Policiers : la prime de 300 euros est "manifestement insuffisante car elle ne couvre pas tout le monde", estime un syndicat

Elle ne toucherait que 110 000 fonctionnaires, soit près de "45 000 oubliés", calcule Daniel Chomette, le secrétaire général adjoint du syndicat Unité SGP-FO.

Daniel Chomette, le secrétaire général adjoint du syndicat Unité SGP-FO, le 2 octobre 2012 à Echirolles.
Daniel Chomette, le secrétaire général adjoint du syndicat Unité SGP-FO, le 2 octobre 2012 à Echirolles. (MAXPPP)

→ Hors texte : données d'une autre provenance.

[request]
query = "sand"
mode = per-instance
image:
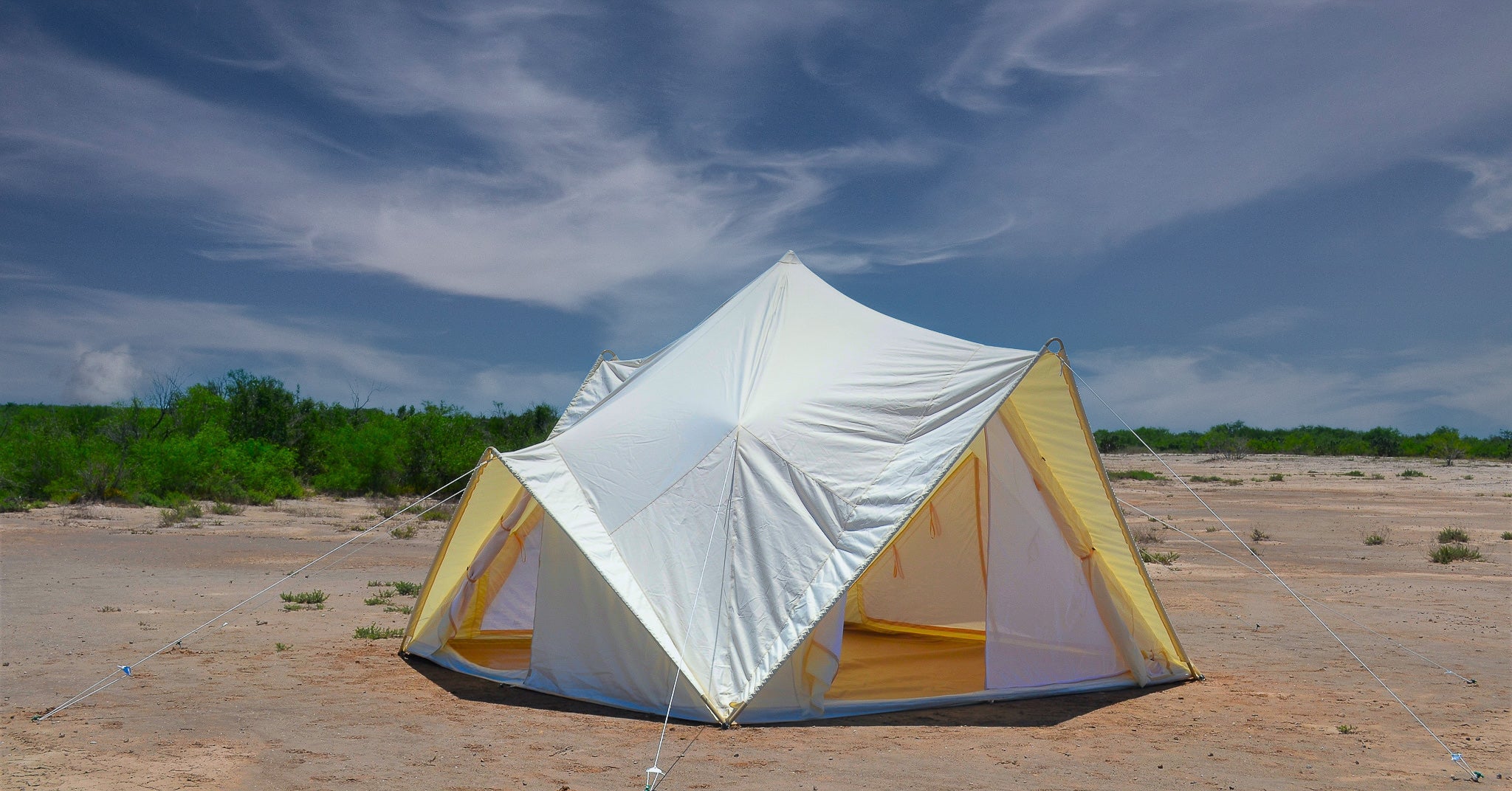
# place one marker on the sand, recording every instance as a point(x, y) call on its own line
point(91, 587)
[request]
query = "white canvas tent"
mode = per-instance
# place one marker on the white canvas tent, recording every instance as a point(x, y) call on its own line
point(806, 508)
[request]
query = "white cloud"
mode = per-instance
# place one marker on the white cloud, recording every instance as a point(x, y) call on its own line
point(1209, 386)
point(91, 345)
point(102, 377)
point(1265, 322)
point(1175, 109)
point(1487, 206)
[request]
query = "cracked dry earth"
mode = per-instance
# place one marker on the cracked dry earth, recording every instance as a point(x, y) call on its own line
point(91, 587)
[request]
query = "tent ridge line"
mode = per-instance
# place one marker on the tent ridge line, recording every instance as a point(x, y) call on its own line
point(898, 525)
point(672, 652)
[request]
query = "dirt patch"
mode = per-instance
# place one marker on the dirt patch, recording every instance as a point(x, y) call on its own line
point(229, 710)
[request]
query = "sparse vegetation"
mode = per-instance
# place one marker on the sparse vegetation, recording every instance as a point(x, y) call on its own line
point(380, 599)
point(1452, 553)
point(437, 514)
point(1452, 536)
point(372, 631)
point(1164, 559)
point(1136, 475)
point(179, 514)
point(405, 589)
point(313, 599)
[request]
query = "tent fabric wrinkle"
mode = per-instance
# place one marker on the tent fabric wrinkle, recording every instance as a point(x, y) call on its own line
point(715, 513)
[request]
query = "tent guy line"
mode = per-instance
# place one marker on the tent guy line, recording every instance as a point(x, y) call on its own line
point(1457, 758)
point(126, 669)
point(1316, 601)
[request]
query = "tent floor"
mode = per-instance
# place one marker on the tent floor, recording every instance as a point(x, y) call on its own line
point(887, 666)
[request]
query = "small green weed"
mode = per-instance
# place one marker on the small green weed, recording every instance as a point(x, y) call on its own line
point(405, 589)
point(1452, 553)
point(1164, 559)
point(307, 598)
point(1452, 534)
point(372, 631)
point(179, 514)
point(1136, 475)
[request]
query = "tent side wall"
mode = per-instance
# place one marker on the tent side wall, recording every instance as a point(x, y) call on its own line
point(1045, 419)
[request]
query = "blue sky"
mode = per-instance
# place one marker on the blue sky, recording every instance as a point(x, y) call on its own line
point(1281, 212)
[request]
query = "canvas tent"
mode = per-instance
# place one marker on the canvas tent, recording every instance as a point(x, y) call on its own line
point(800, 508)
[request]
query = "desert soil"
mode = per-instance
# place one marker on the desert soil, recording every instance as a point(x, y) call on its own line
point(86, 589)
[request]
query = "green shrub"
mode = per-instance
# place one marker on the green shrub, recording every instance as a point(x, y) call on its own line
point(1136, 475)
point(1452, 553)
point(405, 589)
point(372, 631)
point(1452, 534)
point(182, 513)
point(307, 598)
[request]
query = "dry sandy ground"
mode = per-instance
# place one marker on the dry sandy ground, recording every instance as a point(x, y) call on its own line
point(230, 711)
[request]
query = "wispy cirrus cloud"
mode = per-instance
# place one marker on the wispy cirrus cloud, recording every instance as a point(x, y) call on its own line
point(92, 345)
point(1109, 118)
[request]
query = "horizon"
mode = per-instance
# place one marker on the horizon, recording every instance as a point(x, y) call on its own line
point(1284, 215)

"La prime est manifestement insuffisante car elle ne couvre pas tout le monde", déplore mardi 18 décembre sur franceinfo Daniel Chomette, le secrétaire général adjoint du syndicat Unité SGP-FO, majoritaire depuis les dernières élections. Le gouvernement a proposé une prime de 300 euros qui devrait bénéficier à 111 000 fonctionnaires, pour un coût total d'environ 33 millions d'euros.

Trop d'oubliés

C'est un "geste" reconnaît Daniel Chomette mais seulement pour "ceux qui percevront la prime". "On est sur une base de 110 000 [bénéficiaires] environ pour les policiers et gendarmes, donc on va dire 55 000 pour les seuls policiers, alors qu'il y a 105 000 gardiens de la paix dont une énorme majorité a été investie sur les 'gilets jaunes', puisqu'on a mis tous les effectifs sur le terrain. Et on a à peu près 40 000 ou 45 000 collègues qui seront oubliés. Ça ne fera absolument pas l'unanimité, c'est manifestement insuffisant".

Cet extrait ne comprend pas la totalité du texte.